In recent years, small-sized electric apparatuses with imaging functions, typified by a digital still camera and a digital video camera, have become popular, and the imaging functions have been made more sophisticated.
For example, these imaging apparatuses usually include a display such as an LCD which allows users to check an image to be recorded on the display and capture an image of the object. At present, in the areas of digital still cameras and digital video cameras, some imaging apparatuses may detect a face of a person and automatically focus on the detected face (autofocus (AF)) or automatically adjust exposure according to the detected face (automatic exposure (AE)), and some may measure a smile on a detected face and control the shutter.
However, it is difficult for such imaging apparatuses to select a face to use as a basis for such control when more than one face is detected. In some cases, control of the processes such as AF and AE may be performed on the basis of an object unintended by a user. On the other hand, some imaging apparatuses allow a user to select a person and register the person's face in advance of shooting, and thereby detect only a specific person (the person of the registered face image), and some track a human or a non-human object selected by a user and control AF or AE adaptively to the tracking.

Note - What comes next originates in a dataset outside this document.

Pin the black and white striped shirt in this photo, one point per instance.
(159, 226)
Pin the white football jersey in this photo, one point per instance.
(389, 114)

In one of the conventional techniques which allow a user to select a human or a non-human tracking object, the user specifies a region including an image of a tracking object by hand (for example, by giving a touch to the region in which a tracking object is present on a touchscreen), and an object having color features extracted from the specified region is tracked (see Patent Reference 1). In another one of the conventional techniques, an imaging apparatus detects candidate tracking objects in a picture, and selects one of them to set the selected one as a tracking object (see Patent Reference 2).
FIG. 21 shows a block diagram of the conventional technique disclosed in Patent Reference 1.
A method of processing 9A shown in FIG. 21 is one of the conventional techniques.